The two ammunitions chests are incorrect. One is to wide et does not fit in the trail of the gun carriage, et the other is modelled without the handles. The Gribeauval artillery system was known for its standardized et interchangeable components, et Italeri should have recreated this feature more accurately in miniature.
The limber is much too wide, its track width is noticeably different from that of the two guns. The overall appearance is wrong. The limber box would need to be separated from the carriage, shortened by 5 mm, et glued back together again. This is a difficult repair job et it might be cheaper et easier to use a more accurate pewter model de l’avant train d’artillerie.
The box art does not include painting instructions for the gun et limber. Pièces d’artillerie française were painted olive green. The colour was mixed from 2500 g of yellow ochre et 30 g of black, approximately 80:1 in proportion. Metal parts were painted black, et the brass gun barrels were polished.
The draft horses are unusually small at 151 cm. The harness straps are not to scale, they are too thick. As a result, the riders will not fit on the limber horses. The mistake may be corrected by replacing the plastic parts avec similar straps cut from paper ou aluminium foil. The portemanteau behind the saddle should be round, not rectangular. The error may be corrected by mounting the artilleryman on a hussar horse.
Possibilités de Conversions
Artillerie à Cheval de la Garde impériale, 1815
Supply shortages during the Waterloo campaign had a noticeable impact on the appearance de l’artillerie à cheval de la Garde. Quelques artilleurs portaient overalls instead of hussar trousers, et the fur busbies were worn without plumes. Les figurines peuvent être converties pour représenter this form de tenue de campagne.

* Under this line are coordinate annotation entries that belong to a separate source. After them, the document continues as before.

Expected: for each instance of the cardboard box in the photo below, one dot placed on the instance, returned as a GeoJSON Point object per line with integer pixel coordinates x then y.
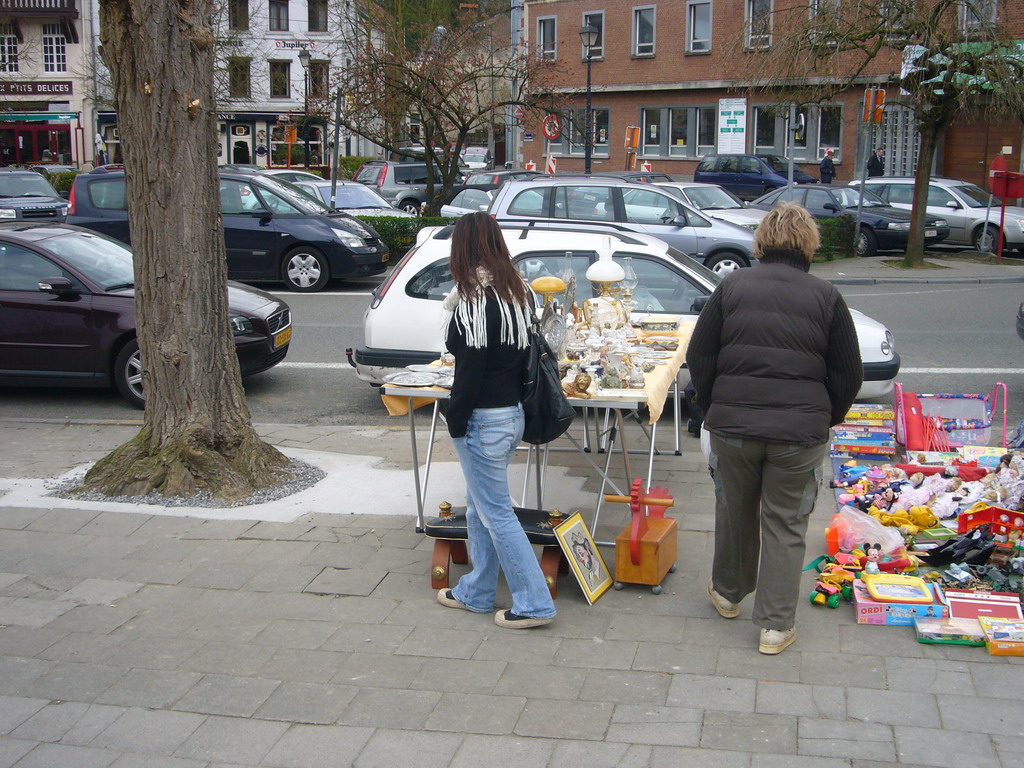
{"type": "Point", "coordinates": [899, 614]}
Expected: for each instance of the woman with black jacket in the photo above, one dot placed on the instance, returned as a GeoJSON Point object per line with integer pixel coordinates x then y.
{"type": "Point", "coordinates": [489, 314]}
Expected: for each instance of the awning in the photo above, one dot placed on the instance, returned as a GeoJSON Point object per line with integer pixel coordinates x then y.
{"type": "Point", "coordinates": [36, 117]}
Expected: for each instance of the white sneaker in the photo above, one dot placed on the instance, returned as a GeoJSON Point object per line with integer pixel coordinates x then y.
{"type": "Point", "coordinates": [775, 641]}
{"type": "Point", "coordinates": [725, 608]}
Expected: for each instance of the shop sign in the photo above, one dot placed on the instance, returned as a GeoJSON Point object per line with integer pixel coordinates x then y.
{"type": "Point", "coordinates": [51, 88]}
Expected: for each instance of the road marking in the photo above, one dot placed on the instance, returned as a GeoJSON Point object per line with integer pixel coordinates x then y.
{"type": "Point", "coordinates": [965, 371]}
{"type": "Point", "coordinates": [329, 366]}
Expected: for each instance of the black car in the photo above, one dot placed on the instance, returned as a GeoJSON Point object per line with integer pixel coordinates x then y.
{"type": "Point", "coordinates": [272, 230]}
{"type": "Point", "coordinates": [882, 226]}
{"type": "Point", "coordinates": [68, 312]}
{"type": "Point", "coordinates": [27, 196]}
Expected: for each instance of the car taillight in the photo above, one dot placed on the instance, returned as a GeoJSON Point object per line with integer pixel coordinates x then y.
{"type": "Point", "coordinates": [383, 288]}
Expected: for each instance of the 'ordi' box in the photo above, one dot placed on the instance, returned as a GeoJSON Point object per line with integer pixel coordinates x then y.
{"type": "Point", "coordinates": [870, 611]}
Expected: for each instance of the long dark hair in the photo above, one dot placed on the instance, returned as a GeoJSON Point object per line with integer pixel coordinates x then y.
{"type": "Point", "coordinates": [477, 242]}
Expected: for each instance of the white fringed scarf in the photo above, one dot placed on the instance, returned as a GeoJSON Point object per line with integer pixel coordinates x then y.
{"type": "Point", "coordinates": [471, 314]}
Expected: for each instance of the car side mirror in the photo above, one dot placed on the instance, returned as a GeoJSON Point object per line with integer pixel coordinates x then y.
{"type": "Point", "coordinates": [57, 287]}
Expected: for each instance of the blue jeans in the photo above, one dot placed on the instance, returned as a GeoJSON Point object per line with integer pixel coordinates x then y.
{"type": "Point", "coordinates": [496, 537]}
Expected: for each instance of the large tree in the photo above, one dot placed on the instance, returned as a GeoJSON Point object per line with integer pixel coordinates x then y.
{"type": "Point", "coordinates": [944, 59]}
{"type": "Point", "coordinates": [197, 432]}
{"type": "Point", "coordinates": [449, 70]}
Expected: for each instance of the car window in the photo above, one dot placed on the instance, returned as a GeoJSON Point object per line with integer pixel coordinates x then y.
{"type": "Point", "coordinates": [238, 198]}
{"type": "Point", "coordinates": [432, 282]}
{"type": "Point", "coordinates": [20, 269]}
{"type": "Point", "coordinates": [750, 165]}
{"type": "Point", "coordinates": [728, 165]}
{"type": "Point", "coordinates": [648, 207]}
{"type": "Point", "coordinates": [938, 197]}
{"type": "Point", "coordinates": [476, 199]}
{"type": "Point", "coordinates": [530, 203]}
{"type": "Point", "coordinates": [817, 199]}
{"type": "Point", "coordinates": [587, 203]}
{"type": "Point", "coordinates": [108, 195]}
{"type": "Point", "coordinates": [902, 194]}
{"type": "Point", "coordinates": [411, 174]}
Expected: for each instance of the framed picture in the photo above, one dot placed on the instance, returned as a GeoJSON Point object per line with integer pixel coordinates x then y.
{"type": "Point", "coordinates": [588, 565]}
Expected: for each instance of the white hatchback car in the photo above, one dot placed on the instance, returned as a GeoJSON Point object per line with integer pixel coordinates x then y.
{"type": "Point", "coordinates": [402, 326]}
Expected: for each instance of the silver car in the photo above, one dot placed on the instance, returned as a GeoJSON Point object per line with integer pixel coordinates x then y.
{"type": "Point", "coordinates": [965, 207]}
{"type": "Point", "coordinates": [716, 202]}
{"type": "Point", "coordinates": [626, 206]}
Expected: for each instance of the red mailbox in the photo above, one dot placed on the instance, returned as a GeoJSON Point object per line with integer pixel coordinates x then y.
{"type": "Point", "coordinates": [1008, 184]}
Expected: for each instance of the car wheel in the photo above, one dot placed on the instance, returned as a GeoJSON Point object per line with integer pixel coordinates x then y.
{"type": "Point", "coordinates": [865, 243]}
{"type": "Point", "coordinates": [128, 374]}
{"type": "Point", "coordinates": [723, 263]}
{"type": "Point", "coordinates": [305, 269]}
{"type": "Point", "coordinates": [986, 239]}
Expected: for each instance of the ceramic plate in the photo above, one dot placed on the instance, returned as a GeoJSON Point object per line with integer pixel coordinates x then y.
{"type": "Point", "coordinates": [412, 379]}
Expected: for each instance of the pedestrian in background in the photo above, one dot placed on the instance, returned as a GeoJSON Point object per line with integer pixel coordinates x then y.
{"type": "Point", "coordinates": [877, 163]}
{"type": "Point", "coordinates": [827, 168]}
{"type": "Point", "coordinates": [775, 363]}
{"type": "Point", "coordinates": [487, 334]}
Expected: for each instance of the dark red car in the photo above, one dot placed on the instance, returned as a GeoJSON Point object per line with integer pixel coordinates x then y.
{"type": "Point", "coordinates": [68, 312]}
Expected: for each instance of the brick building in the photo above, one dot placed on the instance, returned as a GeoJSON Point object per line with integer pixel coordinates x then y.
{"type": "Point", "coordinates": [672, 69]}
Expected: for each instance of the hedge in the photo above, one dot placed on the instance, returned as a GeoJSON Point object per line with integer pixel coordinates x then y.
{"type": "Point", "coordinates": [398, 232]}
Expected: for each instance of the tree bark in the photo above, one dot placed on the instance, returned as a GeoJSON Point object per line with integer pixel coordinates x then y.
{"type": "Point", "coordinates": [197, 433]}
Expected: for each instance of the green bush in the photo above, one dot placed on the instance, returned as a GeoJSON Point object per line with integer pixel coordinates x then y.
{"type": "Point", "coordinates": [348, 166]}
{"type": "Point", "coordinates": [837, 238]}
{"type": "Point", "coordinates": [398, 232]}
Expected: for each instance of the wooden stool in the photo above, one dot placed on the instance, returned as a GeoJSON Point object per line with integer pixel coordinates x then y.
{"type": "Point", "coordinates": [450, 534]}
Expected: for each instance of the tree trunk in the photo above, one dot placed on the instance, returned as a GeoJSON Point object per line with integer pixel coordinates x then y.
{"type": "Point", "coordinates": [197, 433]}
{"type": "Point", "coordinates": [930, 133]}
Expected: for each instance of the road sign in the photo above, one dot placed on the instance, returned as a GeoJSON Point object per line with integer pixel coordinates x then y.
{"type": "Point", "coordinates": [551, 127]}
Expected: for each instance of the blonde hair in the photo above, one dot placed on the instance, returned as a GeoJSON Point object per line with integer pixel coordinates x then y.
{"type": "Point", "coordinates": [787, 225]}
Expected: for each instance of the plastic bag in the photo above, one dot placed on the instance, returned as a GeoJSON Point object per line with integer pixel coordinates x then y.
{"type": "Point", "coordinates": [857, 528]}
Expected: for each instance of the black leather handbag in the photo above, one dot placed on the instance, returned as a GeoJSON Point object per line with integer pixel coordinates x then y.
{"type": "Point", "coordinates": [547, 410]}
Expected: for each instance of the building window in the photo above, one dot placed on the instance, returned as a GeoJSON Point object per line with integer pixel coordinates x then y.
{"type": "Point", "coordinates": [707, 119]}
{"type": "Point", "coordinates": [976, 14]}
{"type": "Point", "coordinates": [758, 24]}
{"type": "Point", "coordinates": [8, 48]}
{"type": "Point", "coordinates": [317, 15]}
{"type": "Point", "coordinates": [239, 81]}
{"type": "Point", "coordinates": [698, 26]}
{"type": "Point", "coordinates": [829, 130]}
{"type": "Point", "coordinates": [546, 38]}
{"type": "Point", "coordinates": [764, 129]}
{"type": "Point", "coordinates": [279, 15]}
{"type": "Point", "coordinates": [54, 48]}
{"type": "Point", "coordinates": [572, 139]}
{"type": "Point", "coordinates": [597, 22]}
{"type": "Point", "coordinates": [320, 73]}
{"type": "Point", "coordinates": [238, 14]}
{"type": "Point", "coordinates": [281, 79]}
{"type": "Point", "coordinates": [643, 32]}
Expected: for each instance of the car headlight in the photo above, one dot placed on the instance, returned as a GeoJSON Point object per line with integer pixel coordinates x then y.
{"type": "Point", "coordinates": [889, 344]}
{"type": "Point", "coordinates": [241, 325]}
{"type": "Point", "coordinates": [351, 241]}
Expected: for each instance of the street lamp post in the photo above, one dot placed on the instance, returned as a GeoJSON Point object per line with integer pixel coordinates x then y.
{"type": "Point", "coordinates": [589, 37]}
{"type": "Point", "coordinates": [304, 60]}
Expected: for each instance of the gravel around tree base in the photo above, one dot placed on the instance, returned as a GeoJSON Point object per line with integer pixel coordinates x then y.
{"type": "Point", "coordinates": [304, 476]}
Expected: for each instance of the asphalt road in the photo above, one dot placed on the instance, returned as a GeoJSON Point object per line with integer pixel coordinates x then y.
{"type": "Point", "coordinates": [956, 338]}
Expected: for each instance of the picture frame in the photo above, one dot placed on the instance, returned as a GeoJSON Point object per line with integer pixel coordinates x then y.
{"type": "Point", "coordinates": [580, 549]}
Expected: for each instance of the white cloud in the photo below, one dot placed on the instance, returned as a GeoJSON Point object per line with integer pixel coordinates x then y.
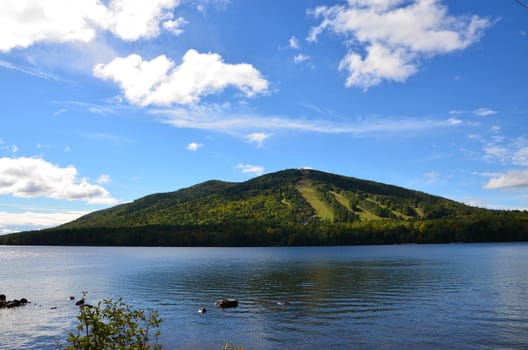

Artillerie à Cheval française, 1804–1812
The conical shako avec red plume et cords was introduced en 1804. En 1812 the spencer replaced the hussar tunic dans l’artillerie à cheval de ligne.
The spongeman who holds the sponge in both hands peut être convertie en gun layer (No. 1) by shortening the sponge et bending the remaining pole into shape.
The mounted gunner peut être convertie en trompette, using an instrument taken from a hussar ou chasseur à cheval. The mounted gunner may be painted as an elite hussar trooper, in which case a hussar horse avec a round portemanteau should be used.
Ces figurines de l’artillerie à cheval de la Garde impériale are suitable for collectionistes et joueurs de guerre. Dioramistes may want to convert the missing figurine poses et use more realistic limber models.
Pour plus d’informations, veuillez contacter les éditeurs de la revue Military Miniatures Magazine au Miniatures Forum.